Bei einem hochkomplexen medizinischen Eingriff werde die Pflege in der Nachbetreuung als genauso wichtig für die Genesung und den Patienten angesehen wie der ärztliche Anteil der Behandlung, der Eingriff selbst.

Für den Prozess des Umdenkens habe auch die Professionalisierung des Pflegeberufs eine wichtige Rolle gespielt, ist sich der Pflegedirektor sicher. Mittlerweile können Pflegekräfte aus einem breiten Spektrum an Weiterbildungen wählen.

Zu seiner Ausbildungszeit habe es im Prinzip nur drei Karrierewege gegeben: Nach der Grundausbildung sei man später entweder als Anästhesie-Intensiv- und OP-Pflegekraft, als Stations- oder Pflegedienstleitung oder als Lehrer tätig geworden.

"Operationstechnische Assistenten, Stomatherapeuten oder die Fachkrankenschwester Nephrologie - diese Berufe gab es bei uns in den 70-er Jahren noch nicht", erzählt Bechtel.
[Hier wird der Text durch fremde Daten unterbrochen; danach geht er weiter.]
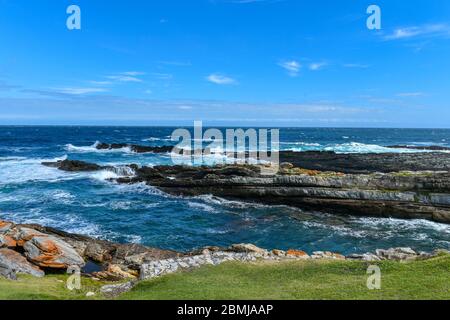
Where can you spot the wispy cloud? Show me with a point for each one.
(317, 66)
(292, 67)
(424, 31)
(129, 76)
(162, 76)
(355, 65)
(220, 79)
(79, 91)
(410, 94)
(100, 83)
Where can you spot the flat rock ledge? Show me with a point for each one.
(36, 250)
(399, 194)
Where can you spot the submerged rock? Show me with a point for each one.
(398, 254)
(73, 165)
(6, 272)
(402, 194)
(115, 290)
(18, 263)
(134, 148)
(7, 242)
(51, 252)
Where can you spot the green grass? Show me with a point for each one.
(302, 280)
(52, 287)
(428, 279)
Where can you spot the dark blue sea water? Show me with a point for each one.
(87, 203)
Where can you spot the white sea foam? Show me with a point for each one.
(350, 147)
(93, 149)
(25, 170)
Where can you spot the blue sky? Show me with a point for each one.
(226, 62)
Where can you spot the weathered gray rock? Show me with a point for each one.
(115, 290)
(247, 247)
(51, 252)
(403, 194)
(7, 241)
(6, 272)
(5, 226)
(398, 254)
(364, 257)
(18, 264)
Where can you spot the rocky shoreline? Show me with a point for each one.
(37, 250)
(380, 185)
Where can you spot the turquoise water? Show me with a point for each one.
(87, 203)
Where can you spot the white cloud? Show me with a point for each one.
(430, 30)
(293, 67)
(220, 79)
(410, 94)
(317, 66)
(163, 76)
(356, 65)
(123, 78)
(133, 73)
(79, 91)
(100, 83)
(129, 76)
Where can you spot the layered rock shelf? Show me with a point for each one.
(380, 185)
(54, 250)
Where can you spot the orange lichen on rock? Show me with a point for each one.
(7, 241)
(297, 253)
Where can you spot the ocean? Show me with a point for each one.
(87, 203)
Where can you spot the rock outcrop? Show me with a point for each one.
(134, 148)
(17, 263)
(134, 263)
(402, 194)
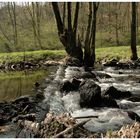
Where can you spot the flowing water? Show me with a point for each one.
(15, 84)
(108, 118)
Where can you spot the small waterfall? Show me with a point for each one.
(108, 118)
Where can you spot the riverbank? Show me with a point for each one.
(43, 58)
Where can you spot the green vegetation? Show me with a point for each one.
(118, 52)
(104, 53)
(31, 55)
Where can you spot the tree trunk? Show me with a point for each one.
(89, 53)
(133, 33)
(67, 35)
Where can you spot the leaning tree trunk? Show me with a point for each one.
(89, 50)
(68, 36)
(133, 33)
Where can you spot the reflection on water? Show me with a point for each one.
(15, 84)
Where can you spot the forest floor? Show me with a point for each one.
(102, 54)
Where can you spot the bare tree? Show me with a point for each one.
(133, 33)
(68, 35)
(69, 38)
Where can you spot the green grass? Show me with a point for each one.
(32, 55)
(118, 52)
(106, 53)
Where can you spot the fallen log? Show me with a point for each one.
(71, 128)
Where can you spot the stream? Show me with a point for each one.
(14, 84)
(60, 102)
(109, 118)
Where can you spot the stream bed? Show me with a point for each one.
(14, 84)
(108, 118)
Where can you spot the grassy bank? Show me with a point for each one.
(106, 53)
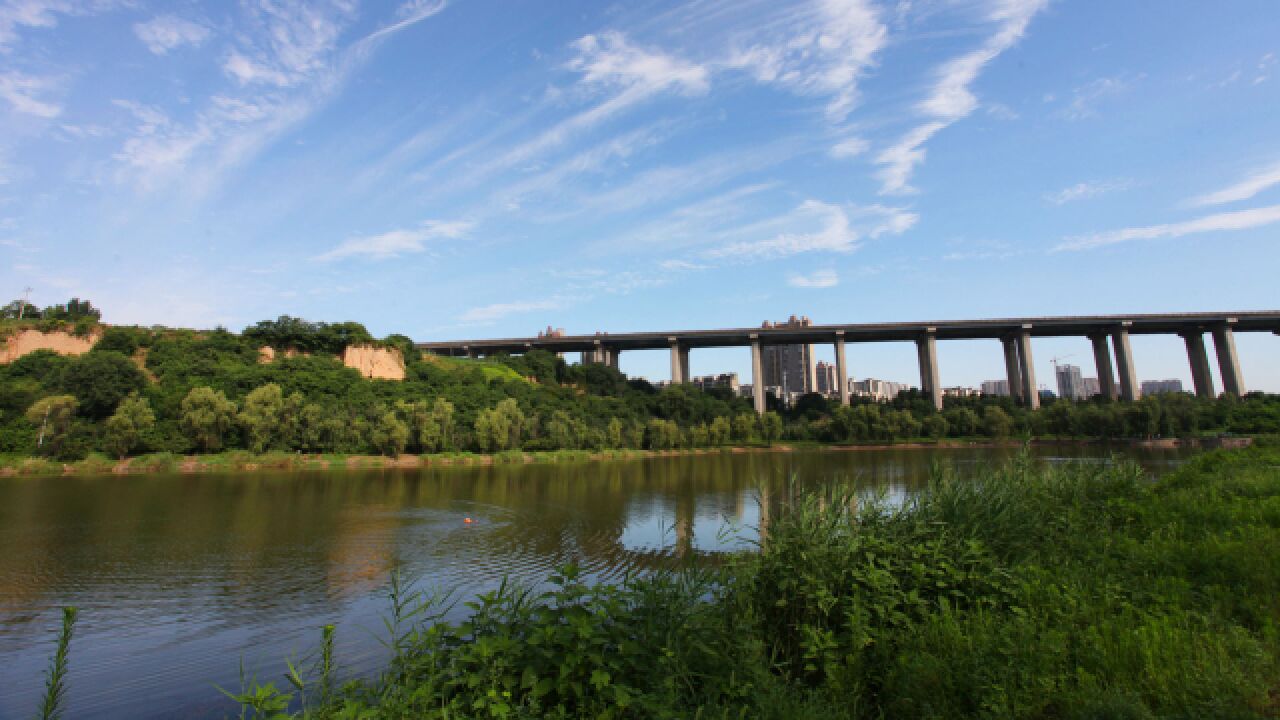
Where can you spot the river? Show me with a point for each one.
(178, 578)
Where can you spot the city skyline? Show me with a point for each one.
(467, 169)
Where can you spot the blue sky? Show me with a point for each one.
(484, 169)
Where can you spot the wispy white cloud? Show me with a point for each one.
(21, 91)
(288, 64)
(397, 242)
(1221, 222)
(17, 14)
(168, 32)
(611, 60)
(824, 54)
(607, 62)
(833, 229)
(1264, 68)
(850, 147)
(816, 279)
(1084, 190)
(951, 99)
(1087, 98)
(1243, 190)
(496, 311)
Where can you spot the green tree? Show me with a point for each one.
(563, 432)
(745, 427)
(501, 427)
(996, 423)
(720, 432)
(260, 417)
(662, 434)
(771, 427)
(933, 425)
(963, 422)
(206, 415)
(442, 425)
(389, 434)
(699, 434)
(124, 428)
(616, 432)
(100, 381)
(54, 417)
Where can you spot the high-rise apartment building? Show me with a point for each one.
(876, 390)
(723, 379)
(790, 367)
(1156, 387)
(995, 387)
(1070, 384)
(824, 378)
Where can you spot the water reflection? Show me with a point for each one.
(177, 577)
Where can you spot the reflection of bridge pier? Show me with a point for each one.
(686, 509)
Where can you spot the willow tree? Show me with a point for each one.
(206, 415)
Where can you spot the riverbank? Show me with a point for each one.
(1029, 591)
(242, 461)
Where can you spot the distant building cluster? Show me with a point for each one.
(877, 390)
(790, 367)
(996, 388)
(723, 379)
(1156, 387)
(791, 372)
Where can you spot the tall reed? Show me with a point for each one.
(55, 679)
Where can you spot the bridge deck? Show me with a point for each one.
(1174, 323)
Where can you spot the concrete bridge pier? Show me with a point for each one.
(1198, 358)
(757, 376)
(841, 368)
(927, 347)
(1027, 368)
(1228, 363)
(1011, 372)
(1129, 388)
(1102, 360)
(679, 361)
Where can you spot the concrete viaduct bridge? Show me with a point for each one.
(1110, 336)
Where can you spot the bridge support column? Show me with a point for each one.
(758, 376)
(1011, 372)
(841, 368)
(1027, 367)
(1129, 390)
(1102, 360)
(679, 363)
(1228, 363)
(1198, 358)
(927, 347)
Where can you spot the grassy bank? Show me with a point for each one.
(1018, 592)
(245, 461)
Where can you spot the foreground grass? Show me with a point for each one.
(1020, 592)
(243, 460)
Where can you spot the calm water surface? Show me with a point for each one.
(178, 577)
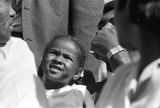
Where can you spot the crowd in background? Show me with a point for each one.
(79, 54)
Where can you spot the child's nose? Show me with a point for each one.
(59, 59)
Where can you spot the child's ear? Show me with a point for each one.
(78, 74)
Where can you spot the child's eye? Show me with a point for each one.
(54, 52)
(68, 57)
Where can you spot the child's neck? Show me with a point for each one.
(49, 84)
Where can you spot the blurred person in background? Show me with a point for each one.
(136, 85)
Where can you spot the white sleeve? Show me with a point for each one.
(25, 57)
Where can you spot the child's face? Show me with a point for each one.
(60, 62)
(6, 12)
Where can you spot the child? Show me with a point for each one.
(18, 84)
(63, 59)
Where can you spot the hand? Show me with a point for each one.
(104, 40)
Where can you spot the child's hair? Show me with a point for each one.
(146, 13)
(108, 7)
(81, 54)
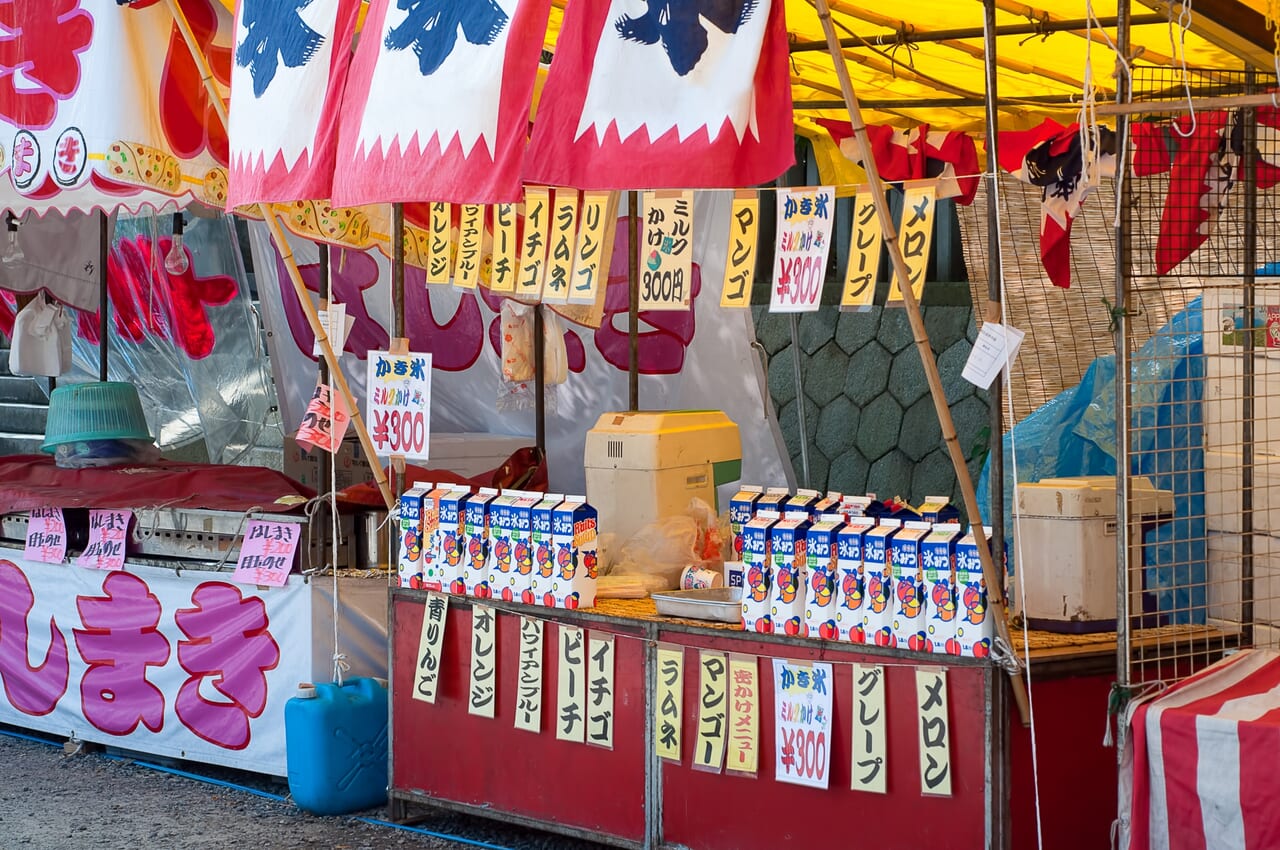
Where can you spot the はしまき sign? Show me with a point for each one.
(398, 403)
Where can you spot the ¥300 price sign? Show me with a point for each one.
(398, 407)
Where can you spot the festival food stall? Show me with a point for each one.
(901, 723)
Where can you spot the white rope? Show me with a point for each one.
(1179, 50)
(339, 659)
(1022, 565)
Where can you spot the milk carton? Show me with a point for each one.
(790, 563)
(850, 588)
(775, 499)
(741, 508)
(803, 501)
(828, 503)
(908, 567)
(575, 533)
(878, 584)
(522, 542)
(475, 533)
(502, 574)
(433, 575)
(758, 572)
(448, 538)
(545, 571)
(411, 537)
(822, 551)
(940, 590)
(974, 627)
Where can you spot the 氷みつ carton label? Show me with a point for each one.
(878, 584)
(741, 508)
(411, 538)
(974, 627)
(575, 531)
(940, 592)
(543, 543)
(822, 580)
(850, 588)
(758, 572)
(789, 560)
(908, 575)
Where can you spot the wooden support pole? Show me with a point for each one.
(300, 286)
(993, 576)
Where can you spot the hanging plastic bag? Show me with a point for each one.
(41, 339)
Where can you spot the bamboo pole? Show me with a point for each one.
(300, 286)
(993, 577)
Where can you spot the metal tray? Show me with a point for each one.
(722, 604)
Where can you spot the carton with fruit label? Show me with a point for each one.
(878, 607)
(851, 584)
(758, 572)
(822, 579)
(543, 543)
(940, 588)
(575, 531)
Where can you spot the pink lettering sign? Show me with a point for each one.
(46, 537)
(108, 531)
(266, 553)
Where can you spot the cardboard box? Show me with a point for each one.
(475, 529)
(908, 565)
(411, 537)
(803, 501)
(448, 538)
(789, 561)
(544, 548)
(851, 586)
(878, 584)
(502, 574)
(976, 629)
(758, 583)
(575, 531)
(822, 577)
(940, 588)
(741, 508)
(775, 499)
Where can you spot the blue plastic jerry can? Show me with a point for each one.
(336, 745)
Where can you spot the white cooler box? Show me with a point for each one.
(1068, 551)
(643, 466)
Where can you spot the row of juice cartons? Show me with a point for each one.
(823, 571)
(536, 548)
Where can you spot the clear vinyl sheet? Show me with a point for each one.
(190, 342)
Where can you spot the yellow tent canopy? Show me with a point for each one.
(926, 63)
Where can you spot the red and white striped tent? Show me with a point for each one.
(1202, 761)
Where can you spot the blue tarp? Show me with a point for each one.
(1074, 434)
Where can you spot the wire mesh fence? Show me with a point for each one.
(1203, 388)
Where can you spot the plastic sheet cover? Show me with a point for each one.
(190, 342)
(1074, 434)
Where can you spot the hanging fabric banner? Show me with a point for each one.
(680, 96)
(101, 108)
(919, 202)
(437, 103)
(288, 74)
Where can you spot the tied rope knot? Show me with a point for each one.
(339, 667)
(1004, 656)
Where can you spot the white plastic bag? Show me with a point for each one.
(41, 339)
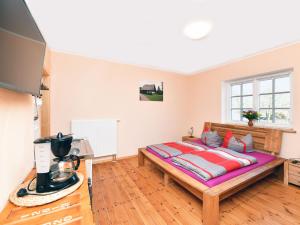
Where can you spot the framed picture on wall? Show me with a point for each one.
(151, 91)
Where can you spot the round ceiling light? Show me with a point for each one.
(197, 30)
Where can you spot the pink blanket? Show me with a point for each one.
(262, 159)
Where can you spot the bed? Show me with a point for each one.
(265, 140)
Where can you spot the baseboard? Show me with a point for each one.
(110, 158)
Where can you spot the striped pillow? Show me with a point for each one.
(211, 138)
(245, 144)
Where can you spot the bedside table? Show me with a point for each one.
(291, 172)
(189, 138)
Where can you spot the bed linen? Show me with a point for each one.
(171, 149)
(212, 162)
(262, 159)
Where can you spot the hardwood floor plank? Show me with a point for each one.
(124, 193)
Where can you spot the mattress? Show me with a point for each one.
(262, 159)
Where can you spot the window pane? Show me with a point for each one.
(265, 86)
(235, 90)
(236, 115)
(266, 115)
(236, 102)
(282, 84)
(282, 100)
(248, 89)
(265, 101)
(282, 116)
(248, 102)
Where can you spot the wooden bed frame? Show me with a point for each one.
(265, 139)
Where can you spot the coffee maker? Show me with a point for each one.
(62, 173)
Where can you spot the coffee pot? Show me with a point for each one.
(62, 173)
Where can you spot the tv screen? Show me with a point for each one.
(22, 48)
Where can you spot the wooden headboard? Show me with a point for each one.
(265, 139)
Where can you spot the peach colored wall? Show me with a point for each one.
(84, 88)
(16, 137)
(206, 89)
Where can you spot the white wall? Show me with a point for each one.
(16, 141)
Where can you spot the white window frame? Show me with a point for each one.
(226, 106)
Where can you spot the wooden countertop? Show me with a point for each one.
(72, 209)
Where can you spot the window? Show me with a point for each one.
(270, 95)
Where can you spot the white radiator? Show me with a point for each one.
(101, 133)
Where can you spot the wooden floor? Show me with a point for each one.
(126, 194)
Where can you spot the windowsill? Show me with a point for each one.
(285, 129)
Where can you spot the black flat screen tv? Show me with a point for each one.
(22, 48)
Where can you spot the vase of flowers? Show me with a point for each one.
(251, 115)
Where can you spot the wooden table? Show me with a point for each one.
(292, 173)
(72, 209)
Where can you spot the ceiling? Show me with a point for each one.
(149, 32)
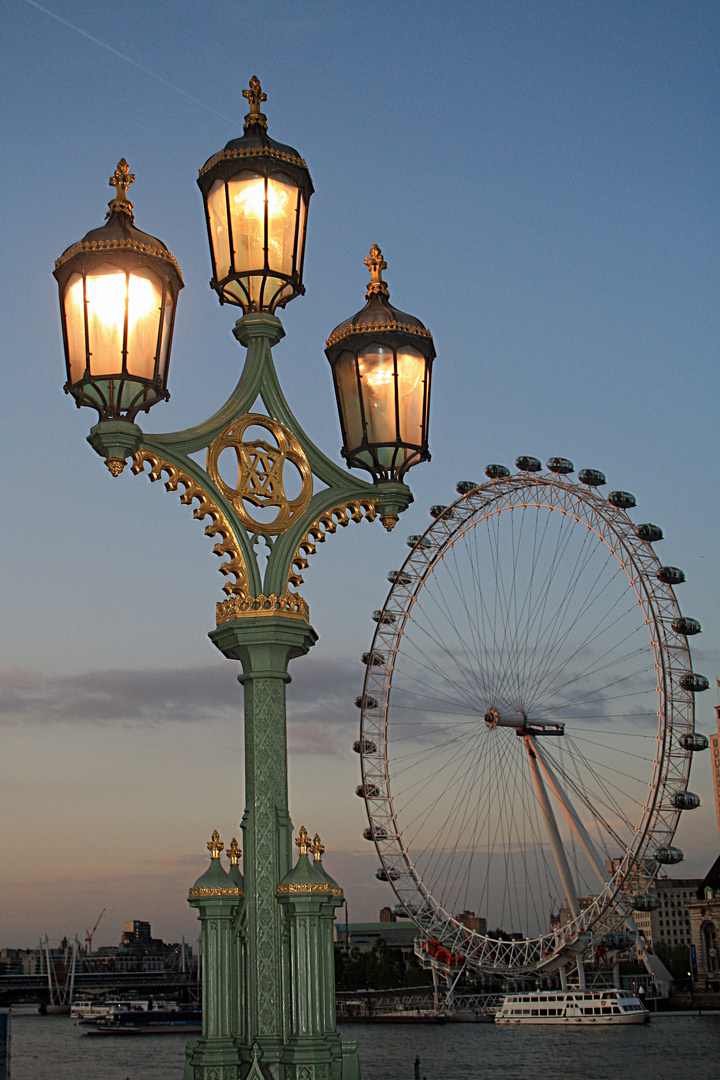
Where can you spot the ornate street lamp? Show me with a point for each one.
(269, 1011)
(381, 362)
(256, 193)
(119, 289)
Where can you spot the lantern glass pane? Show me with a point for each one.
(377, 370)
(217, 211)
(145, 292)
(410, 393)
(106, 291)
(75, 322)
(347, 385)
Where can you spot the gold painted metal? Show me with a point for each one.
(302, 841)
(309, 887)
(376, 327)
(215, 845)
(215, 891)
(287, 606)
(121, 179)
(376, 265)
(256, 97)
(219, 525)
(116, 464)
(260, 472)
(317, 848)
(327, 522)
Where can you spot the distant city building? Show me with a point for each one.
(704, 910)
(715, 752)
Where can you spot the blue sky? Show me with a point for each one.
(542, 179)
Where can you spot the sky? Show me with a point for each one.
(542, 178)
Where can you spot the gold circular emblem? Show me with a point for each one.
(260, 472)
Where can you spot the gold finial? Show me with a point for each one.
(255, 96)
(121, 179)
(317, 848)
(376, 265)
(303, 841)
(215, 845)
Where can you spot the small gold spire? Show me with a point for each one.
(215, 845)
(121, 179)
(302, 841)
(255, 96)
(317, 848)
(376, 265)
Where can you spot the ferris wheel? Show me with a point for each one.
(528, 718)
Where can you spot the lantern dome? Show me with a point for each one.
(256, 193)
(118, 291)
(381, 361)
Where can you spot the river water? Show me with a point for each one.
(670, 1048)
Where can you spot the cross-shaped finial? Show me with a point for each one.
(302, 841)
(376, 265)
(215, 845)
(317, 848)
(121, 179)
(255, 97)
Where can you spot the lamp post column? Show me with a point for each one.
(265, 644)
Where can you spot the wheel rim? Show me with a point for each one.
(533, 594)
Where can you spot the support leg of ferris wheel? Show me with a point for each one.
(558, 851)
(653, 964)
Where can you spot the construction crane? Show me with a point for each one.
(91, 933)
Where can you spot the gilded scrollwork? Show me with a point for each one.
(219, 526)
(327, 522)
(260, 472)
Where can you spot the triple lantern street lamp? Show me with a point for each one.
(268, 962)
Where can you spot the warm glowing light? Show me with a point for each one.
(252, 199)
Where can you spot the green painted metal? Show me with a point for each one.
(268, 962)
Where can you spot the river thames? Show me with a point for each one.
(51, 1048)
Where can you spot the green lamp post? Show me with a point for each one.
(268, 966)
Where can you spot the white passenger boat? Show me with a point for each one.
(573, 1007)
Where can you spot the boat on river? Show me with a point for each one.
(573, 1007)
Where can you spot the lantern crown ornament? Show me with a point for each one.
(118, 289)
(381, 361)
(256, 193)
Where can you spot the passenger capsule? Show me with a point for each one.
(694, 683)
(562, 466)
(365, 746)
(646, 902)
(384, 618)
(367, 791)
(593, 477)
(374, 659)
(684, 800)
(694, 742)
(380, 834)
(365, 701)
(622, 499)
(383, 875)
(668, 855)
(649, 532)
(670, 575)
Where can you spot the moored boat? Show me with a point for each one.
(573, 1007)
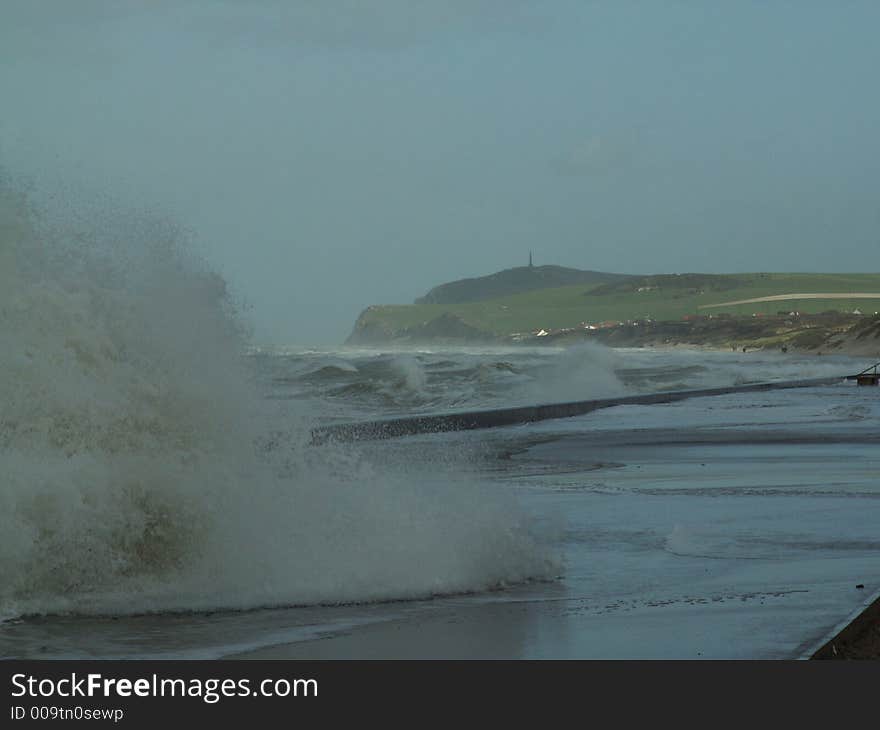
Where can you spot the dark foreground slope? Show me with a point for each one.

Bei der Delegation herrscht der Stand von 1975

"Es reicht heute nicht mehr - salopp gesagt - zwei wollende Hände zu haben, um eine gute Schwester oder Pfleger zu sein", so Bechtel.

Die Pflege sei eine anspruchsvolle Profession, nicht nur auf die fachliche Qualifikation bezogen, sondern auch was in der Beziehungsarbeit mit Patienten und deren Familien geleistet werde.

"Wir sind nicht nur da, wenn's schön ist, sondern auch wenn es um Leid, Schmerz und Sterben geht."

Doch auch heute noch fühlt sich der Pflegedirektor teilweise an die 70-er Jahre erinnert. Etwa, wenn es um das Thema "Delegation" geht. "Da habe ich manchmal das Gefühl, im Zusammenspiel von Ärzten und Pflege sind wir noch auf dem Stand von 1975."

Nach wie vor herrsche eine starke Abgrenzungspolitik zwischen den Disziplinen. So sei bereits vor 30 Jahren in der Diskussion die Blutentnahme durch das Pflegepersonal aktuell gewesen.

"Als optimales Verhältnis zwischen Arzt und Pflege stelle ich mir eine Begegnung auf Augenhöhe vor, bei der jede Seite die fachliche Kompetenz der anderen respektiert", sagt Bechtel.

Voraussetzung dafür sei allerdings, dass der Pflege vorbehaltene Tätigkeiten endlich definiert würden. Das schaffe Klarheit für eine gute Zusammenarbeit und bringe Pflegekräfte aus der bisher vielfach existierenden rechtlichen Grauzone heraus.

Denn eines steht für Bechtel fest: "Auch vor 30 Jahren haben Pflegekräfte in der Praxis Tätigkeiten übernommen, die den Ärzten zugeordnet waren."